Je me réveillai, allongé par terre. Je m’aperçus alors que je portais un casque et des genouillères. Une balle était posée à côté de moi. Je sus immédiatement ce qu’il fallait faire. Je pris le ballon et le lançai le plus loin possible. Oui, c’était cela, la consigne. Faire disparaître la balle. Rien de plus simple ! Je venais de réussir. Mais je remarquai alors qu’une autre balle identique à la première avait apparu. Je la lançai. Cette fois encore, une autre similaire avait pris la place de la deuxième. Encore un manège sans fin. Je fis rouler la nouvelle balle, puis la suivante. Toutes disparaissaient pour laisser place à leur jumelle. Que pouvais-je faire ? J’eus alors une idée. J’ouvris le sac qui contenait nos affaires, pris le poignard de Caliorynthe et transperçai le ballon. Des gouttelettes de sang tachèrent les bords (à défaut de murs et de plafonds) de la pièce. Puis, tout disparut dans un grand fracas.

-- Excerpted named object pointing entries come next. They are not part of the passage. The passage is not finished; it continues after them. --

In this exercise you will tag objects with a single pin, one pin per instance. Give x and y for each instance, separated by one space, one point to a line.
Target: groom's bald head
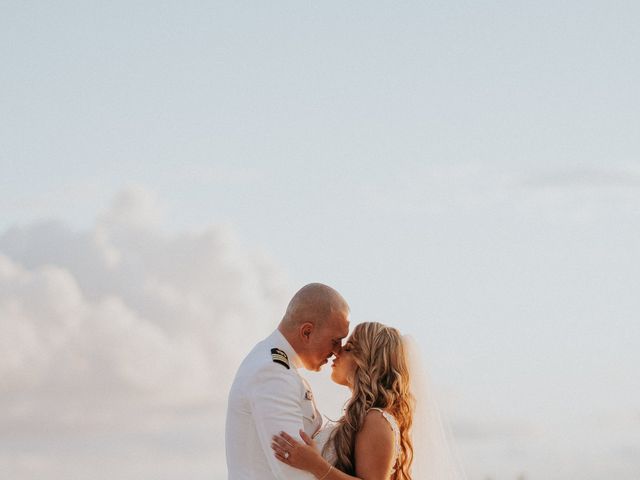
314 303
316 321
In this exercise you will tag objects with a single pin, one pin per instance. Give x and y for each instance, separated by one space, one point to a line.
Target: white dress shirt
268 396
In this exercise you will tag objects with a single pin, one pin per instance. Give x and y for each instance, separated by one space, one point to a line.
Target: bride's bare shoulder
376 426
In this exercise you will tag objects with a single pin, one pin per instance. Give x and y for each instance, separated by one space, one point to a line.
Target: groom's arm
276 407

-Merci à vous deux, dit une voix
-Caliorynthe ? demandai-je
-Esprit ! Je voulais te remercier pour avoir trouvé le moyen pour s’échapper de l’escalier sans fin.
-Mais non, c’est toi qui as sauté la première ! m’exclamai-je
-Ce n’est pas vrai, je n’ai rien fait. Je vous ai juste suivis.
-C’est toi qui as inscris le résultat du calcul !
-Mais… c’est Om qui l’a écrit… je ne comprends pas…
Après avoir longuement discuté, il semblerait que chacun ait eu une vision différente de cette étrange pièce.